Care should be taken when using the characters $ * [ ^ | ? ' " ( ) and in the expression as they are also meaningful to the Shell. It is
safest to enclose the entire expression argument in single quotes ' '.
Fgrep searches for lines that contain one of the (newline-separated) strings.
Egrep accepts extended regular expressions. In the following description `character' excludes newline:
A followed by a single character matches that character.
The character ^ ($) matches the beginning (end) of a line.
A . matches any character.
A single character not otherwise endowed with special meaning matches that character.
A string enclosed in brackets [] matches any single character from the string. Ranges of ASCII character codes may be abbreviated
as in `a-z0-9'. A ] may occur only as the first character of the string. A literal - must be placed where it can't be mistaken as
a range indicator.
A regular expression followed by * (+, ?) matches a sequence of 0 or more (1 or more, 0 or 1) matches of the regular expression.
Two regular expressions concatenated match a match of the first followed by a match of the second.

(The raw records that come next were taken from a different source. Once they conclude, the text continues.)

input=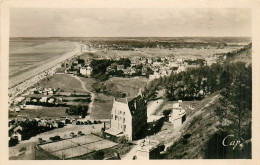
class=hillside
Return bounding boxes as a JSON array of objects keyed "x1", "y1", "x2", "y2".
[
  {"x1": 228, "y1": 44, "x2": 252, "y2": 64},
  {"x1": 154, "y1": 45, "x2": 252, "y2": 159}
]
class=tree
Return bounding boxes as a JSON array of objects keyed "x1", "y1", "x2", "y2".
[
  {"x1": 93, "y1": 150, "x2": 105, "y2": 160},
  {"x1": 215, "y1": 66, "x2": 252, "y2": 139}
]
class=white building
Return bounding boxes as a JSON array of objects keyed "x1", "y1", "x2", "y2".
[
  {"x1": 105, "y1": 91, "x2": 147, "y2": 141},
  {"x1": 149, "y1": 72, "x2": 161, "y2": 80},
  {"x1": 79, "y1": 67, "x2": 87, "y2": 75},
  {"x1": 169, "y1": 101, "x2": 186, "y2": 128}
]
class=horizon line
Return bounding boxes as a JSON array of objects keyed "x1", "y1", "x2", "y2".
[{"x1": 9, "y1": 36, "x2": 252, "y2": 38}]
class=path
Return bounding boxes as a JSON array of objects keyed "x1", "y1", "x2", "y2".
[
  {"x1": 71, "y1": 75, "x2": 96, "y2": 118},
  {"x1": 147, "y1": 99, "x2": 164, "y2": 122}
]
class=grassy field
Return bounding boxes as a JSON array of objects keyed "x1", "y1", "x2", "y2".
[
  {"x1": 36, "y1": 74, "x2": 86, "y2": 93},
  {"x1": 104, "y1": 77, "x2": 148, "y2": 98},
  {"x1": 9, "y1": 40, "x2": 74, "y2": 77},
  {"x1": 9, "y1": 107, "x2": 72, "y2": 118}
]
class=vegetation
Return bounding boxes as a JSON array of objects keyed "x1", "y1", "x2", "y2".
[
  {"x1": 145, "y1": 62, "x2": 251, "y2": 101},
  {"x1": 66, "y1": 105, "x2": 88, "y2": 118}
]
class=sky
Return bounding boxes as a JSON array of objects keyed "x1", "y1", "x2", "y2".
[{"x1": 10, "y1": 8, "x2": 252, "y2": 37}]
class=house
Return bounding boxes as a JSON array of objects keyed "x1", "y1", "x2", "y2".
[
  {"x1": 135, "y1": 137, "x2": 161, "y2": 160},
  {"x1": 105, "y1": 90, "x2": 147, "y2": 141},
  {"x1": 169, "y1": 100, "x2": 186, "y2": 128},
  {"x1": 149, "y1": 72, "x2": 161, "y2": 80},
  {"x1": 40, "y1": 97, "x2": 48, "y2": 103},
  {"x1": 79, "y1": 67, "x2": 87, "y2": 75},
  {"x1": 86, "y1": 66, "x2": 93, "y2": 76}
]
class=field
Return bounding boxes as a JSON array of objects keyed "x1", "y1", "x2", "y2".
[
  {"x1": 36, "y1": 74, "x2": 87, "y2": 94},
  {"x1": 9, "y1": 107, "x2": 68, "y2": 118},
  {"x1": 81, "y1": 46, "x2": 245, "y2": 59},
  {"x1": 104, "y1": 77, "x2": 148, "y2": 98},
  {"x1": 40, "y1": 134, "x2": 117, "y2": 159}
]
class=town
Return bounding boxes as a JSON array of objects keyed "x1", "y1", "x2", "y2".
[{"x1": 9, "y1": 37, "x2": 251, "y2": 160}]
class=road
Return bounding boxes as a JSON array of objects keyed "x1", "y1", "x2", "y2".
[{"x1": 147, "y1": 99, "x2": 164, "y2": 122}]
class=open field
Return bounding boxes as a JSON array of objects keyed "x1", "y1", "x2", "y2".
[
  {"x1": 36, "y1": 74, "x2": 88, "y2": 94},
  {"x1": 9, "y1": 107, "x2": 73, "y2": 118},
  {"x1": 104, "y1": 77, "x2": 148, "y2": 98},
  {"x1": 81, "y1": 46, "x2": 243, "y2": 59},
  {"x1": 40, "y1": 134, "x2": 117, "y2": 159}
]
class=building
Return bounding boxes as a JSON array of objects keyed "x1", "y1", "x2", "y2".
[
  {"x1": 149, "y1": 72, "x2": 161, "y2": 80},
  {"x1": 79, "y1": 67, "x2": 87, "y2": 75},
  {"x1": 105, "y1": 90, "x2": 147, "y2": 141},
  {"x1": 134, "y1": 137, "x2": 161, "y2": 160},
  {"x1": 169, "y1": 101, "x2": 186, "y2": 128}
]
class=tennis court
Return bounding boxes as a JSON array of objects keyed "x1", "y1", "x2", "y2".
[{"x1": 40, "y1": 134, "x2": 117, "y2": 159}]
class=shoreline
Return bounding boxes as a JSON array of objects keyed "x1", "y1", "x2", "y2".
[{"x1": 8, "y1": 42, "x2": 93, "y2": 102}]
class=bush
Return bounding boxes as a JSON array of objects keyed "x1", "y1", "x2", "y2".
[{"x1": 93, "y1": 151, "x2": 105, "y2": 160}]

Two regular expressions separated by | or newline match either a match for the first or a match for the second.
A regular expression enclosed in parentheses matches a match for the regular expression.
The order of precedence of operators at the same parenthesis level is [] then *+? then concatenation then | and newline.
SEE ALSO ed(1), sed(1), sh(1)DIAGNOSTICS
Exit status is 0 if any matches are found, 1 if none, 2 for syntax errors or inaccessible files.
BUGS
Ideally there should be only one grep, but we don't know a single algorithm that spans a wide enough range of space-time tradeoffs.
Lines are limited to 256 characters; longer lines are truncated.